The effects of mild-temperature hyperthermia (MTH) and metformin, alone or in combination, on the efficacy of high-dose hypofractionated radiation against experimental tumors were investigated. FSaII fibrosarcoma grown subcutaneously in the hind legs of C3H mice was irradiated with a single 15 Gy dose using a 60Co irradiator. The radio frequency capacitive method was used to heat the tumors at 41.0°C for 30 min. Metformin was intraperitoneally (i.p.) administered daily to tumor-bearing mice at a dose of 150 mg/kg.

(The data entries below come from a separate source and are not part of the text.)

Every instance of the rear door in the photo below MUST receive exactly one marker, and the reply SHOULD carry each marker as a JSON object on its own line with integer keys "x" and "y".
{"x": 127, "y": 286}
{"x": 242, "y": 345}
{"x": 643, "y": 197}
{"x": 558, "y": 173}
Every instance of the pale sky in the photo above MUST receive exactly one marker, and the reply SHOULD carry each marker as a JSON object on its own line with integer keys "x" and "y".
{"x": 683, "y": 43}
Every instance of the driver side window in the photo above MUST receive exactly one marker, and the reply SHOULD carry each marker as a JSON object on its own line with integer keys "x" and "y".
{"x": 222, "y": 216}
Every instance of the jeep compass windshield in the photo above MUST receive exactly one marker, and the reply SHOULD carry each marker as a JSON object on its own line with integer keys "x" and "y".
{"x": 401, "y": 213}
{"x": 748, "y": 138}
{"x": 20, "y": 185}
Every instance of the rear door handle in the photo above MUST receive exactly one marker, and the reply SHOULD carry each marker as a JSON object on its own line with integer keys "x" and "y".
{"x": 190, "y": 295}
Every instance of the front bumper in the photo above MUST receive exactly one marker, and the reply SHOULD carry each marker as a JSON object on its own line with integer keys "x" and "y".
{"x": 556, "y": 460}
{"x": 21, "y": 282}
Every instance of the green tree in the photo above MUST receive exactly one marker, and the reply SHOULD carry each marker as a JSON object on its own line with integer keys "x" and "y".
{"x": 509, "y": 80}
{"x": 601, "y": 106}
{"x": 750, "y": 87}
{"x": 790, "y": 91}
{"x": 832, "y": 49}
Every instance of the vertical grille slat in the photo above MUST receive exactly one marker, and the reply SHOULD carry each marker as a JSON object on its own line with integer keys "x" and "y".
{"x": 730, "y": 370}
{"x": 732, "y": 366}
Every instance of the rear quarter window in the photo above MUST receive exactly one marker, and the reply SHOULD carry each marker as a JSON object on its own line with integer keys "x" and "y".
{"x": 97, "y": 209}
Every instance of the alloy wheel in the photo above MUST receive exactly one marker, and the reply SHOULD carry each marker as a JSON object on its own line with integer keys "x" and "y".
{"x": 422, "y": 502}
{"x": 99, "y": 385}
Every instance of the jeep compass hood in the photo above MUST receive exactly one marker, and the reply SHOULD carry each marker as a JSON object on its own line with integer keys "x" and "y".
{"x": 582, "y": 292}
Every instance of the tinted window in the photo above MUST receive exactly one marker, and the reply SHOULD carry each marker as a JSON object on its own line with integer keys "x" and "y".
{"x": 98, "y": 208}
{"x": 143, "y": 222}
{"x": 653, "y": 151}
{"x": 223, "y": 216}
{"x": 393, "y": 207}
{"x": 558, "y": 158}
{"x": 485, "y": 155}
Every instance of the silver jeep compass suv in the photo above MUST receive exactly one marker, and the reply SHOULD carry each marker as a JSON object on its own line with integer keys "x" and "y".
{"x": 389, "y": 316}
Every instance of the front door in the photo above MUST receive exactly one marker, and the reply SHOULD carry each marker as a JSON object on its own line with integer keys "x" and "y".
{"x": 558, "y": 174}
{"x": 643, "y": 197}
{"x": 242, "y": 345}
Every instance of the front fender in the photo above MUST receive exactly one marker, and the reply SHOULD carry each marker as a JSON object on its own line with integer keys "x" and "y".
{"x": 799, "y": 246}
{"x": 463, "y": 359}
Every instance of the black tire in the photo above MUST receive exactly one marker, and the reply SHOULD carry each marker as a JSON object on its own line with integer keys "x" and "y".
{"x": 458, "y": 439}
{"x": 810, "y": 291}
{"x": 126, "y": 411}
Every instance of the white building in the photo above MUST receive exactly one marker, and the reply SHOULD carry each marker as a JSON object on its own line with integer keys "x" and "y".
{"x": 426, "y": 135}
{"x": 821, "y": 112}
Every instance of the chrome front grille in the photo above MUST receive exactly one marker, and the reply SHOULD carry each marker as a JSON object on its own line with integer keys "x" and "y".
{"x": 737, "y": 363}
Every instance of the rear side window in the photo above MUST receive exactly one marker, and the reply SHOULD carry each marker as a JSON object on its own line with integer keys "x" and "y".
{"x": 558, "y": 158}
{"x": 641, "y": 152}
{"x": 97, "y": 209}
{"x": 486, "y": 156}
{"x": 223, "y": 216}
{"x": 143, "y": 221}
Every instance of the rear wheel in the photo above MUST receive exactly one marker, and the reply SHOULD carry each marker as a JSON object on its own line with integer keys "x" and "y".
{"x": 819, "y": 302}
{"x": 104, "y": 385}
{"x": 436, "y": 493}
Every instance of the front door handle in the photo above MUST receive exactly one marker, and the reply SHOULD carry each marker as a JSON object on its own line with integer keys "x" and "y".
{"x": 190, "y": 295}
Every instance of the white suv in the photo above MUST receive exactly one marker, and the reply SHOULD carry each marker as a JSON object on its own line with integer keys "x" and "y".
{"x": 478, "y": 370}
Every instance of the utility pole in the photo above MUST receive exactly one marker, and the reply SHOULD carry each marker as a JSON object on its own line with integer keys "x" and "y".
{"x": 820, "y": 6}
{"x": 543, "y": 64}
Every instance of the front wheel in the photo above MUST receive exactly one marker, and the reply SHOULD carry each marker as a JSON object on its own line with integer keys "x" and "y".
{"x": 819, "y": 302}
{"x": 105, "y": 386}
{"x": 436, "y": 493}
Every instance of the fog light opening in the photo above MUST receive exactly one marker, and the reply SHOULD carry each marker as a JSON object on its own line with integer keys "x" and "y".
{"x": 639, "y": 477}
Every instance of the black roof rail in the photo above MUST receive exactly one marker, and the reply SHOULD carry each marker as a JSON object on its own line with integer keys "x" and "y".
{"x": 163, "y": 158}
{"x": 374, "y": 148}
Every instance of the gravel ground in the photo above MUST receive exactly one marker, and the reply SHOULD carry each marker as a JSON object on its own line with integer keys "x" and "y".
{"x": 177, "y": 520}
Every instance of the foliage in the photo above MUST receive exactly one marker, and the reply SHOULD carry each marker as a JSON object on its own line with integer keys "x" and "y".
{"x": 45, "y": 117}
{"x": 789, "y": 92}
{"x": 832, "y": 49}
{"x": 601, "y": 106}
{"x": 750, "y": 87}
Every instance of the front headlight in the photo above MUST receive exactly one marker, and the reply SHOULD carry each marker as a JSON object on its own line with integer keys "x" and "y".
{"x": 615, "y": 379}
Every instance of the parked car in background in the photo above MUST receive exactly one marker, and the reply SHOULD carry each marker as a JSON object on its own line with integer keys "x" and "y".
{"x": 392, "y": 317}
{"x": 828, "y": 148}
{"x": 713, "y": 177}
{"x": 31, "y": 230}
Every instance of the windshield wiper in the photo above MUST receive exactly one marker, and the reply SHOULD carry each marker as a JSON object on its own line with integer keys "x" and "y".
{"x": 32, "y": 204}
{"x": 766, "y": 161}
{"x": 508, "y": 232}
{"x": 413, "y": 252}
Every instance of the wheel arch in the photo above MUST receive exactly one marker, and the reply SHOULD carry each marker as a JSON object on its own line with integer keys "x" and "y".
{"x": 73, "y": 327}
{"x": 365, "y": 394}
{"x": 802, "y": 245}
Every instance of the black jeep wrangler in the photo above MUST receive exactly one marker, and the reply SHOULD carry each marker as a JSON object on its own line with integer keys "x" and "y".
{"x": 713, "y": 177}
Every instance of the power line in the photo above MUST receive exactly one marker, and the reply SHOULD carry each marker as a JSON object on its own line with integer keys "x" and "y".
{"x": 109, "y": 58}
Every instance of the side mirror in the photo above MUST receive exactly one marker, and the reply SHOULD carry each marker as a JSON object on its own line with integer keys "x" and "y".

The expression levels of hypoxia-inducible factor-1α (HIF-1α), vascular endothelial growth factor (VEGF), and programmed cell death-ligand 1 (PD-L1) were determined by immunohistochemical staining of the excised tumor tissues. The apoptosis of tumor cells in vivo was quantified by terminal deoxynucleotidyl transferase dUTP nick end labeling (TUNEL) staining and cleaved caspase-3 staining of the excised tumor tissues. Irradiation of tumors markedly increased the expression of HIF-1α, VEGF, and PD-L1, and MTH and metformin used either alone or in combination significantly abrogated the radiation-induced upregulation of these proteins. MTH and metformin alone or combined increased the radiation-induced apoptosis in tumor cells and enhanced the radiation-induced suppression of tumor growth. The findings indicated that the increased tumor response to 15 Gy irradiation by MTH and metformin alone or in combination was due, in part, to the abrogation of the radiation-induced upregulation of HIF-1α and its downstream targets VEGF and PD-L1.